If you are unable to access the link above you can also watch this event live on our YouTube channel using the link: https://bit.ly/YT-MarinaGaland

Abstract

The auroral emissions that dance in our planet’s polar skies as the Northern and Southern Lights have fascinated people for millennia. In recent decades similar light displays, which form as charged particles (from the Sun or from a planetary environment) interact with an atmospheric gas, have been seen at various planets and moons in the Solar System, and even around low-mass stars.

Despite these discoveries, many scientists were surprised when ESA’s Rosetta mission revealed an auroral glow in the ultraviolet, this time around comet 67P/Churyumov-Gerasimenko which Rosetta escorted between 2014 and 2016. Auroras are a footprint of the extra-atmospheric energy source inducing them. From their analysis it is hence possible to get a snapshot of this energy source and of its impact on the glowing atmosphere (which includes the formation of a critical plasma layer), both crucial for assessing and predicting space weather in the Solar System.
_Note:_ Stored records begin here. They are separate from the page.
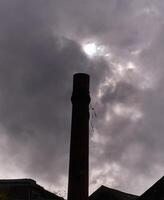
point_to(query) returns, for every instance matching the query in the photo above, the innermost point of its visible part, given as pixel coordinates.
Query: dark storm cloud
(123, 92)
(36, 69)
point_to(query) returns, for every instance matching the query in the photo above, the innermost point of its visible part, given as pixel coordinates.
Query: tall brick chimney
(79, 148)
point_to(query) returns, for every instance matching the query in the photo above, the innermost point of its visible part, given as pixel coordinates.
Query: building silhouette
(28, 189)
(24, 189)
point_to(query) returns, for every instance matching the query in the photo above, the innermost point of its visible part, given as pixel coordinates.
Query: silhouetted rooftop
(105, 193)
(155, 192)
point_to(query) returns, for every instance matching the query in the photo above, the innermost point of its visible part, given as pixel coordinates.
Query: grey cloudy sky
(42, 44)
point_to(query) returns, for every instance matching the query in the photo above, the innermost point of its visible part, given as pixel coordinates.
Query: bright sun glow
(93, 49)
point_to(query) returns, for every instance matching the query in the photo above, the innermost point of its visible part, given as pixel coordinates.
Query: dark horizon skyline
(120, 45)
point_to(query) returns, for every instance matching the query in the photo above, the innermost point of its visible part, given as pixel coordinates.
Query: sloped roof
(105, 193)
(155, 192)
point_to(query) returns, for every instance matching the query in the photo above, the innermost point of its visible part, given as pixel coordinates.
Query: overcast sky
(120, 43)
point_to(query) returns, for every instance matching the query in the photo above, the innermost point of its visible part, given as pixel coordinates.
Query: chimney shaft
(79, 148)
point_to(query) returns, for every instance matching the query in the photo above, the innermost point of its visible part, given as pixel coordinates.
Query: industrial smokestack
(79, 148)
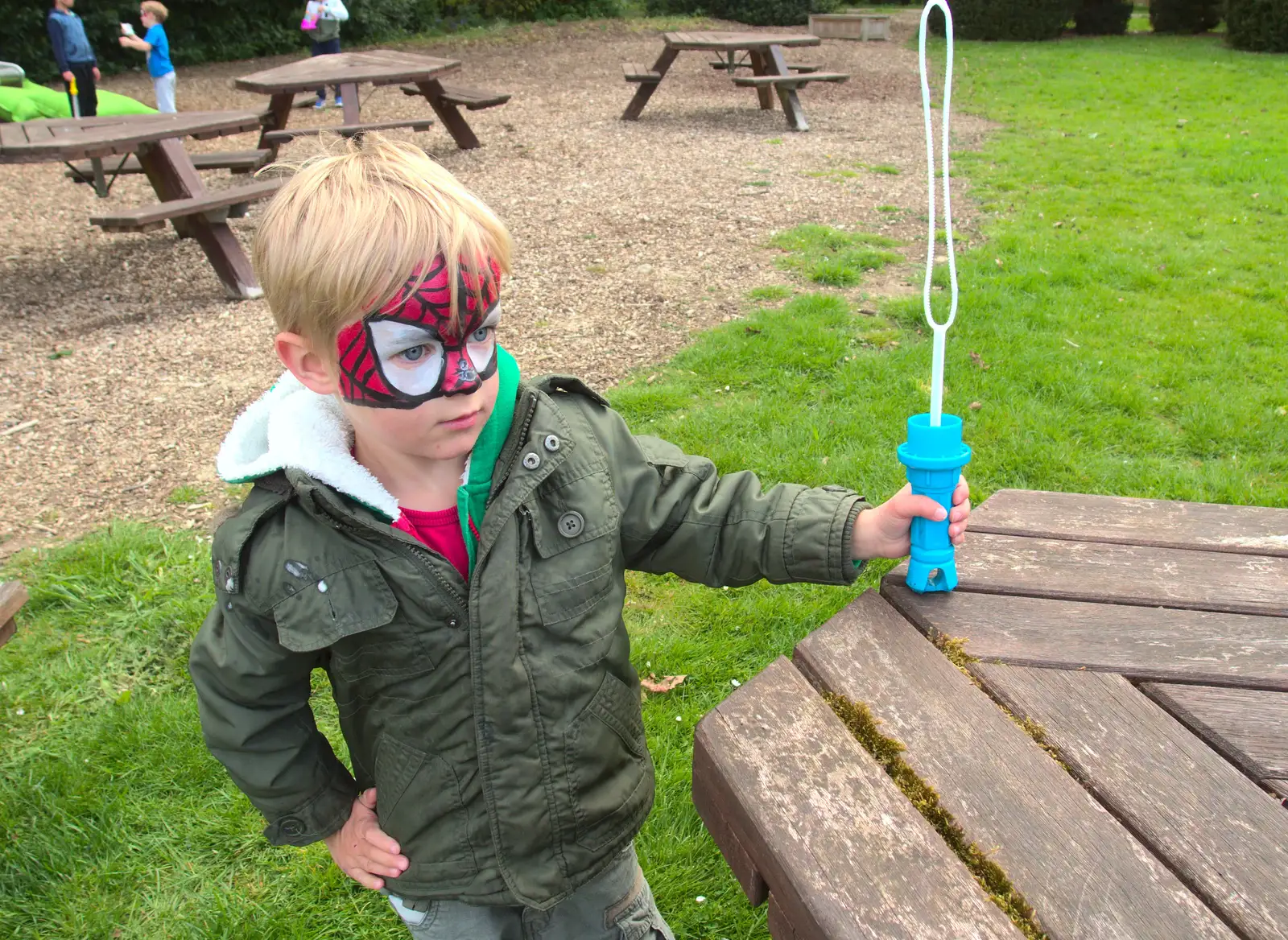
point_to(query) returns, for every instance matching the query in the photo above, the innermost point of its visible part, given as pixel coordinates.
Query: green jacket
(499, 719)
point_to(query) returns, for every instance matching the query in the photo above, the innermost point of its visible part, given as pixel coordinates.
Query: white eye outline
(483, 352)
(410, 377)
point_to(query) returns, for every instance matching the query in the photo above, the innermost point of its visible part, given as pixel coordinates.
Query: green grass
(830, 257)
(113, 815)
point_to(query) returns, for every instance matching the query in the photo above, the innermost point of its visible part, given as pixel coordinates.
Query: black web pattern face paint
(406, 353)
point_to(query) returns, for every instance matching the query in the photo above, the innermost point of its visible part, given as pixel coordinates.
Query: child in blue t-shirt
(158, 47)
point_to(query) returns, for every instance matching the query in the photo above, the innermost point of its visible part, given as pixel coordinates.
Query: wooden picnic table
(764, 51)
(1114, 738)
(345, 70)
(156, 141)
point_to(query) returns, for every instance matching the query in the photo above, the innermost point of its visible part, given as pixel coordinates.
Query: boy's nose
(460, 377)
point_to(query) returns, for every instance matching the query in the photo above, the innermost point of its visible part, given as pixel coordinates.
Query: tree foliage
(1259, 26)
(1184, 16)
(1006, 19)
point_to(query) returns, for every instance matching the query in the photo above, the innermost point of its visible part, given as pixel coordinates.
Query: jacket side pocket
(419, 804)
(609, 766)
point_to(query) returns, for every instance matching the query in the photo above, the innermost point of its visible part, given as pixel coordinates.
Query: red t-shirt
(440, 531)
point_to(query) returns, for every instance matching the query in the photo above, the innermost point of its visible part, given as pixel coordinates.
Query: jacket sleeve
(682, 517)
(253, 695)
(56, 40)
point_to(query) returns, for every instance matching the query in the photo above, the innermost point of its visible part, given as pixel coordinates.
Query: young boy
(75, 57)
(158, 48)
(448, 542)
(326, 17)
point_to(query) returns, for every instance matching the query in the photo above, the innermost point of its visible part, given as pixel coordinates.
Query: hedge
(1006, 19)
(225, 30)
(1257, 26)
(1103, 17)
(753, 12)
(1184, 16)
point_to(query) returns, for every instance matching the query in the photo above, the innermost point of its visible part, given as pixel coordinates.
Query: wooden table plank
(1121, 575)
(716, 42)
(1215, 828)
(841, 850)
(13, 596)
(1249, 727)
(1084, 873)
(377, 66)
(1143, 643)
(1163, 523)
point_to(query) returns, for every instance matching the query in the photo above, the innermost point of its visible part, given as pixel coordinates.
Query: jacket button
(571, 525)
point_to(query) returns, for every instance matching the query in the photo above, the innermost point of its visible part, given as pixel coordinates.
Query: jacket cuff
(322, 814)
(822, 538)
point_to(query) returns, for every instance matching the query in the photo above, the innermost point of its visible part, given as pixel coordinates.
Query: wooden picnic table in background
(345, 71)
(196, 212)
(770, 70)
(1140, 649)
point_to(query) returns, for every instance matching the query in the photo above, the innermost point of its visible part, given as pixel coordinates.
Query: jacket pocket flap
(570, 513)
(343, 603)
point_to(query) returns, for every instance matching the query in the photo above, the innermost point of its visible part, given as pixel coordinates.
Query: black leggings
(87, 96)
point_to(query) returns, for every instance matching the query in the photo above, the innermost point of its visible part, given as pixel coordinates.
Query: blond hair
(354, 225)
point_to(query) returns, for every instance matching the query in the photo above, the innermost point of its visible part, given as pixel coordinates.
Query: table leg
(760, 66)
(275, 119)
(647, 88)
(349, 93)
(173, 177)
(786, 94)
(450, 115)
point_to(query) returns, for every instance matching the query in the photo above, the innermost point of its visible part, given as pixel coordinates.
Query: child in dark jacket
(75, 57)
(450, 544)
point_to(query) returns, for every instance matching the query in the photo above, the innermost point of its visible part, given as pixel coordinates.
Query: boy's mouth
(464, 422)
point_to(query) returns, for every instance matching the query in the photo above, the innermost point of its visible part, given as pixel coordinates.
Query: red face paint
(406, 353)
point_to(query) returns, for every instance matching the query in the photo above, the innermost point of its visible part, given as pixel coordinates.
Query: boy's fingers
(379, 841)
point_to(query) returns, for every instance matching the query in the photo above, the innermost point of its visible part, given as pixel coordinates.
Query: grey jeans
(616, 905)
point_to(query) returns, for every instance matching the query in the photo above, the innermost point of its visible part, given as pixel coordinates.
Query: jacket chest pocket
(575, 536)
(353, 612)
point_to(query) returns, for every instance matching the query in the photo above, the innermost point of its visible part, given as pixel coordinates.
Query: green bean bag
(35, 101)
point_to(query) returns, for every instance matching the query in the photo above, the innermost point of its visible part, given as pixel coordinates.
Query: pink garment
(440, 531)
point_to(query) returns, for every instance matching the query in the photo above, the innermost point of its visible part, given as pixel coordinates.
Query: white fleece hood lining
(290, 427)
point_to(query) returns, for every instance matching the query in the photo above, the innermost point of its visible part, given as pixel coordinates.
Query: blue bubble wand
(934, 454)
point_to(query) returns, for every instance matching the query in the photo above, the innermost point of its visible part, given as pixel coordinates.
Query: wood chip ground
(126, 366)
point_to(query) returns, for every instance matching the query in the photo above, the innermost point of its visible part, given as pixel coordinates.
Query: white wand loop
(939, 330)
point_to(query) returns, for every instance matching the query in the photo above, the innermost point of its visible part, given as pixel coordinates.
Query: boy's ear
(315, 373)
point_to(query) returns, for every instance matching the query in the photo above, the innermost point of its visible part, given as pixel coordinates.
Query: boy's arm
(254, 699)
(679, 515)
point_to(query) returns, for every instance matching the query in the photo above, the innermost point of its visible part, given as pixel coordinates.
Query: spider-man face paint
(406, 352)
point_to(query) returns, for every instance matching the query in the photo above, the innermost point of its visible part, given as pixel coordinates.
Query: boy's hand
(882, 532)
(362, 850)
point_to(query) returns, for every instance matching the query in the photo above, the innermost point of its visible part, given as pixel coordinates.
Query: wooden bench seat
(148, 218)
(463, 96)
(237, 161)
(281, 137)
(639, 72)
(13, 596)
(787, 80)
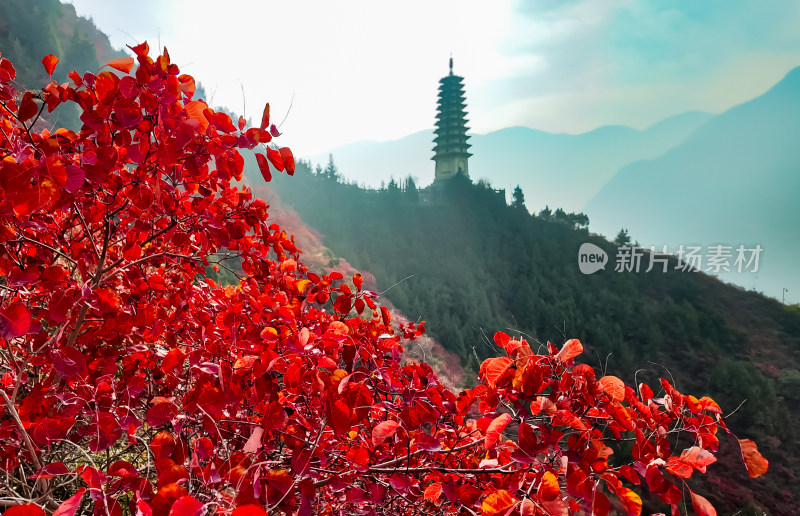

Marina Galand is Professor in Planetary Science at Imperial College London, and has been exploring the deposition of solar and auroral particle energy in atmospheres of bodies throughout the Solar System and beyond, in close link with international space missions, such as Cassini and Rosetta.  

In her inaugural lecture she will discuss how this energy is deposited in planetary atmospheres, will highlight the key role played by the plasma layer produced, and will explore how auroral emissions can be used to infer information on the energy source. She will illustrate her lecture with examples taken at several Solar System bodies, including Earth, Jupiter’s moon Ganymede, and comet 67P.

Biography

Marina Galand received her PhD in Space Physics from the Joseph Fourier University, Grenoble, France, in 1996. She spent several years at the High Altitude Observatory (HAO), part of the National Center for Atmospheric Research (NCAR) and at the Space Environment Center (now Space Weather Prediction Center), part of the National Oceanic and Atmospheric Administration (NOAA), in Boulder, Colorado, in the USA, as a Postdoctoral Fellow. She spent 5 years at the Center for Space Physics (CSP) at Boston University in the USA as a Research Associate, before moving to the UK as a Lecturer at Imperial College London in 2005. 

Before joining Imperial College London, her research primarily focused on the modelling and observation of auroral energetic protons and their impact on the high latitude regions at Earth. Since joining Imperial, her research has extended to planetary atmospheres. Her most recent contribution is the identification of auroral emissions at comet 67P in the far ultraviolet, a tracer of electrons emitted by the Sun. She is the Lead for the magnetometer on the probe B2 for the Comet Interceptor mission planned to be launched in 2029. Her work has been rewarded by the Zeldovich Medal (2006) and the Fernand Holweck Medal and Prize (2018).